Let us take the class 0 as a representative of the 'easy to predict' class and the class 9 as a representative of the 'hard to predict' class and see how our 'flattened' model compares to our base model. 


In [None]:
from sklearn.metrics import average_precision_score

y_val_bin = label_binarize(y_val,classes=labels)

# Out of sample predictions to produce metrics for the model
y_score_flat = knn_clf_flat.predict_proba(X_val)
y_score_base = knn_clf.predict_proba(X_val)


# Provide scores for both curves for both models
aps_0 =average_precision_score(y_val_bin[:,0], y_score_flat[:,0])
print(f'Average Precision Score on Label 0 for Model "Flat": {aps_0}')
aps_0 = average_precision_score(y_val_bin[:,0], y_score_base[:,0])
print(f'Average Precision Score on Label 0 for Model "Base": {aps_0}')

aps_9 =average_precision_score(y_val_bin[:,9], y_score_flat[:,9])
print(f'Average Precision Score on Label 9 for Model "Flat": {aps_9}')
aps_9 = average_precision_score(y_val_bin[:,9], y_score_base[:,9])
print(f'Average Precision Score on Label 9 for Model "Base": {aps_9}')



We can see here empirically that the base model performs considerably better on difficult numbers and slightly better on easy numbers.

In our previous grid search, we did not take into account all the hyperparameters that can be used in the KNN, let us update our grid search to find ideal hyperparameters. We expect to see considerably different performance when different (minkowski) distance parameters are used. A general rule of thumb is that the higher the p value, the higher weighted the largest value will be, with p -> inf giving us the max distance along one dimension.

Additionally, we can also change the parameter 'weight', with which closer neighbors will have a greater influence than neighbors further away.

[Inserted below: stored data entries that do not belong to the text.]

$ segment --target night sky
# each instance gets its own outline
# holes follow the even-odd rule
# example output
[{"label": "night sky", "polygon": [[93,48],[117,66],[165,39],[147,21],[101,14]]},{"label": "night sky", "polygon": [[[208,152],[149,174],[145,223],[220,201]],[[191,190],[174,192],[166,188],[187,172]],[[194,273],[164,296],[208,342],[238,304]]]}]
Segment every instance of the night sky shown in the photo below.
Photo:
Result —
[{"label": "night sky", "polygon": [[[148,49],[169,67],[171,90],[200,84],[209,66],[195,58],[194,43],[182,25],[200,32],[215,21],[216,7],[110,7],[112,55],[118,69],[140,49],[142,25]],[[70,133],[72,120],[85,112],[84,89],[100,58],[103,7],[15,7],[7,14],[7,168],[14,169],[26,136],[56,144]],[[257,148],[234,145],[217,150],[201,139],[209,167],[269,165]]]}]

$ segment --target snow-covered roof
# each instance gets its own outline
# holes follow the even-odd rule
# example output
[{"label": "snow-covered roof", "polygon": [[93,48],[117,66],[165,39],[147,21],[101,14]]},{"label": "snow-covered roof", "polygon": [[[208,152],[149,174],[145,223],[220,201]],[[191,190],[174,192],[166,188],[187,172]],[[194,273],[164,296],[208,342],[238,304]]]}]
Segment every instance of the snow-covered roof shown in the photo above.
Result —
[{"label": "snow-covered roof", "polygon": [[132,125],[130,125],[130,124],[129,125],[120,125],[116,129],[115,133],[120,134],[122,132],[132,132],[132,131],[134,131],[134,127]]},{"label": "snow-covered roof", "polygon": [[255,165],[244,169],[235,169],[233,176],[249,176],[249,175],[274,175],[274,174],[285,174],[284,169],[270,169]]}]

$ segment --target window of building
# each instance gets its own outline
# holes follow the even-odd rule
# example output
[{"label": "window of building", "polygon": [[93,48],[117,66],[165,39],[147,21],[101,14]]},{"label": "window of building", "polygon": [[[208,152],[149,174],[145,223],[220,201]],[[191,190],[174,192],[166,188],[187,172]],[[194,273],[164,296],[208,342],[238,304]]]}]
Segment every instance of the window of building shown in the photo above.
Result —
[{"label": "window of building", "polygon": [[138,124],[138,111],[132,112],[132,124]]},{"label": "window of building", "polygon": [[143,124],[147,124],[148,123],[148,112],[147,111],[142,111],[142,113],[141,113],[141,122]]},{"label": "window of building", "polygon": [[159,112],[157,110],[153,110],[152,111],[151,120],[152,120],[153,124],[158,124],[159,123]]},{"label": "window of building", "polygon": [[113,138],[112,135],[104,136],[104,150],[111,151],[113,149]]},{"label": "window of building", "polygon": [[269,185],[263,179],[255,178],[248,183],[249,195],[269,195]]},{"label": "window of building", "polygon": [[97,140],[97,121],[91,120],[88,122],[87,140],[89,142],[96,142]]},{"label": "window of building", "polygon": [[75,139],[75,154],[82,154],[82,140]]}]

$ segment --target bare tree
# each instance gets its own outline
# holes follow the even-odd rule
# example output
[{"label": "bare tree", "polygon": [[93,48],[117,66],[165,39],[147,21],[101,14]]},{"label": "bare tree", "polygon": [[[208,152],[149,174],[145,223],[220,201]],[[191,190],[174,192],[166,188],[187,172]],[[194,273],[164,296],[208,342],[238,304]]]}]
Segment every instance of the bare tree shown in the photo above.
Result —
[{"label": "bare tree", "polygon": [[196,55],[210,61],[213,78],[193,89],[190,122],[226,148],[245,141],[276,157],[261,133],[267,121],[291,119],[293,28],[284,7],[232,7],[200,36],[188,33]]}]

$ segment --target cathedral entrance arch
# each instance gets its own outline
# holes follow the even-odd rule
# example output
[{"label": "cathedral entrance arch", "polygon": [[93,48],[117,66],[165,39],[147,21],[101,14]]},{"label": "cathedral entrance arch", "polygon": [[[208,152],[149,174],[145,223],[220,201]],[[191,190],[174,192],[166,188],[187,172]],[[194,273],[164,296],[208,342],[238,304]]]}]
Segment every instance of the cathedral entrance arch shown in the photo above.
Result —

**Note**: maybe don't use so many parameters next time, also you had already checked and seen that n_neighbors barely does something, so you could've left that out. 

In [None]:
from sklearn.model_selection import GridSearchCV


# Warning!!!!! this cell will run for a significant amount of time
# Will train 24 models 
param_grid = {'weights':['uniform','distance'],'p':[1,2]}
grid_search = GridSearchCV(knn_clf,param_grid, cv=3)
cv_results = grid_search.fit(X_train, y_train).cv_results_
cv_df = pd.DataFrame(cv_results)

In [None]:
print(cv_df)

# Further data transformations

Let us explore other means to augment our data. As to make our model less reliant on the position of certain pixels and instead to generalise away from that, we can shift the image in the x and y axes (as recommended by Geron) and add this to our dataset. This is a relatively expensive transformation as far as I can tell, running in O(n^2).

In [None]:
def shift_image(image: np.array,x_direction:None, y_direction:None):
    image = image.reshape(28,28)
    if x_direction:
        image_dup = image.copy()
        for row in range(0,28):
            image_dup[row] = image[(row+x_direction) % 28]
        image = image_dup
    if y_direction:
        image_dup = image.copy()
        for col in range(0,28):
            image_dup = image.copy()
            image_dup[:,row] = image[(row+y_direction) % 28] 
        image = image_dup
    return image.reshape(,784)

Higher accuracy, eureka! But does this behaviour generise to the train set without modifications or the validation set?